Kipling’s range and versatility have led to charges of superficiality which can to a certain extent be accepted. Perhaps there is something flashy about the dexterity with which he described British society in Simla, the summer capital of the Raj; and certainly he did not confront the dilemmas of imperialism with the earnestness of Conrad in Lord Jim or Heart of Darkness. Yet he was writing about these things in his early twenties; and he was still a young author when he memorably portrayed life in a Massachusetts fishing boat (in Captains Courageous) and the Tibetan Lama in Kim (and no one could have been less like a Buddhist priest than Kipling). But it is in the concise yet complex later stories that the accusation of superficiality breaks down. Many of these, such as “Mary Postgate,” where the protagonist seems to experience an orgasm while watching a German aviator die in the First World War, require several readings before they can be understood. After Kipling’s death his cousin, Oliver Baldwin, described this as “the wickedest story ever written,” and it is still condemned as an example of the writer’s hatred of the Germans. Yet a close reading of the story suggests that the aviator may not have been German at all, that he may not even have existed, and that the bomb with which he is supposed to have killed a child may also belong to Miss Postgate’s imagination. In fact, far from being a piece of anti-German propaganda, the story is a remarkable psychological study of a repressed spinster experiencing fluctuating feelings of love and hate.

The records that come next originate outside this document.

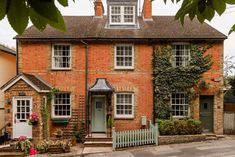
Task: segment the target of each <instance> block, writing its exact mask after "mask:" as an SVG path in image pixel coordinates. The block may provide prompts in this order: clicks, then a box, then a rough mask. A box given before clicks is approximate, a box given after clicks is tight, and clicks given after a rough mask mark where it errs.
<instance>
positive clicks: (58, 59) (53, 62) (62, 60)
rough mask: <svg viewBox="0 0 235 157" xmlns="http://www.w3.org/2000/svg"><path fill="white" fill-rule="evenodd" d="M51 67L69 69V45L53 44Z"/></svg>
mask: <svg viewBox="0 0 235 157" xmlns="http://www.w3.org/2000/svg"><path fill="white" fill-rule="evenodd" d="M52 69H71V45H68V44H55V45H53V48H52Z"/></svg>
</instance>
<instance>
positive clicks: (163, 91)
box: [153, 45, 212, 119]
mask: <svg viewBox="0 0 235 157" xmlns="http://www.w3.org/2000/svg"><path fill="white" fill-rule="evenodd" d="M209 48H210V47H209V46H206V47H202V46H198V45H191V50H190V61H189V64H188V65H187V66H176V67H174V66H172V59H173V58H172V47H171V46H159V47H156V48H155V52H154V54H153V84H154V94H155V95H154V105H155V116H156V118H159V119H170V117H171V102H170V98H171V94H172V93H174V92H184V93H185V94H186V95H187V96H188V99H189V101H190V100H192V99H193V98H194V97H195V94H196V92H195V90H194V87H196V86H198V87H201V86H202V85H199V82H201V83H202V84H205V81H203V80H202V74H203V73H204V72H206V71H208V70H209V69H210V68H211V65H212V62H211V55H205V54H204V53H205V52H206V51H207V49H209Z"/></svg>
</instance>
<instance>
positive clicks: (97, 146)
mask: <svg viewBox="0 0 235 157" xmlns="http://www.w3.org/2000/svg"><path fill="white" fill-rule="evenodd" d="M112 144H113V142H112V141H85V143H84V146H85V147H112Z"/></svg>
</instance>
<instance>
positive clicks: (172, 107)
mask: <svg viewBox="0 0 235 157" xmlns="http://www.w3.org/2000/svg"><path fill="white" fill-rule="evenodd" d="M173 94H184V99H185V101H186V99H187V98H186V95H185V93H184V92H175V93H172V94H171V107H172V117H173V118H186V117H189V116H190V106H189V103H188V104H186V103H184V104H173V103H172V99H173V97H172V95H173ZM173 105H179V106H186V105H187V106H188V114H187V115H185V116H181V115H176V116H175V115H173ZM179 111H180V110H179Z"/></svg>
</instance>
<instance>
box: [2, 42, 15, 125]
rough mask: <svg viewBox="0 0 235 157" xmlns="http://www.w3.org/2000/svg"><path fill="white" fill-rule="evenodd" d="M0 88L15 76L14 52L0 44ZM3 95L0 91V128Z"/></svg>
mask: <svg viewBox="0 0 235 157" xmlns="http://www.w3.org/2000/svg"><path fill="white" fill-rule="evenodd" d="M0 63H1V64H0V86H3V85H4V84H5V83H6V82H7V81H9V79H11V78H12V77H14V76H15V75H16V52H15V50H12V49H10V48H8V47H6V46H4V45H1V44H0ZM4 102H5V100H4V93H3V92H2V91H0V128H3V127H4V126H5V124H6V122H5V110H4V105H5V104H4Z"/></svg>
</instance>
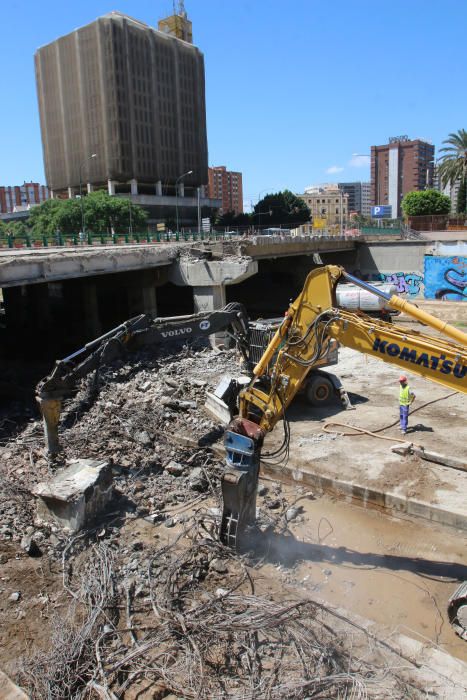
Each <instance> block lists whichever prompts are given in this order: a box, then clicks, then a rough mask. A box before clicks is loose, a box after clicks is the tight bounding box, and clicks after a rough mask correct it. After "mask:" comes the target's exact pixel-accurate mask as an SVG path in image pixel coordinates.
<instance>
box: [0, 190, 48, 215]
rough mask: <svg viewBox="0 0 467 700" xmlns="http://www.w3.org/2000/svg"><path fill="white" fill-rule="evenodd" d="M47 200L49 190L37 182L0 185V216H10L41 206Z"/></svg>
mask: <svg viewBox="0 0 467 700" xmlns="http://www.w3.org/2000/svg"><path fill="white" fill-rule="evenodd" d="M48 198H49V190H48V189H47V187H46V186H45V185H40V184H39V183H38V182H25V183H24V184H22V185H13V186H9V185H5V186H3V185H0V214H11V213H12V212H14V211H21V210H23V209H28V208H29V207H32V206H35V205H36V204H41V203H42V202H44V201H45V200H46V199H48Z"/></svg>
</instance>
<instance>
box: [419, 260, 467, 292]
mask: <svg viewBox="0 0 467 700" xmlns="http://www.w3.org/2000/svg"><path fill="white" fill-rule="evenodd" d="M425 299H446V300H449V301H466V300H467V258H464V257H461V256H454V257H448V258H446V257H441V256H438V255H426V256H425Z"/></svg>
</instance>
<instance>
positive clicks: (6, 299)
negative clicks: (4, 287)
mask: <svg viewBox="0 0 467 700" xmlns="http://www.w3.org/2000/svg"><path fill="white" fill-rule="evenodd" d="M3 299H4V303H5V320H6V327H7V330H8V331H10V330H13V329H16V330H20V331H21V329H26V328H27V327H28V313H27V301H28V297H27V287H6V288H5V289H4V290H3Z"/></svg>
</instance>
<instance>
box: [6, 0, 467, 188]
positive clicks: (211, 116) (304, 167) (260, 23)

Dean Acheson once famously said that Britain had lost an empire and not found a role. The political truth of his remark can be observed in the present government’s simultaneous protestations of Europeanism and obeisance to American foreign policy. And the philosophic truth behind it (illustrating the lack of self-confidence in post-war Britain) can be demonstrated by our attitude to Kipling. The British (and especially the English) have not yet accepted the reduction in their national status, though they try to do so by belittling the Empire and sniggering at its servants. Even the adjective “Victorian,” referring though it does to the greatest period of national consequence, is often used as a term of mockery and abuse, aimed at the prudish, the reactionary, and the old-fashioned. Kipling still embodies this “Victorianism”—at least in the minds of people who only know his reputation and have only glanced at his work. Yet acceptance of his stature as a writer would be a sign of postimperial maturity: when Kipling appears in his proper place in the university syllabuses, Acheson’s remark may be no longer applicable.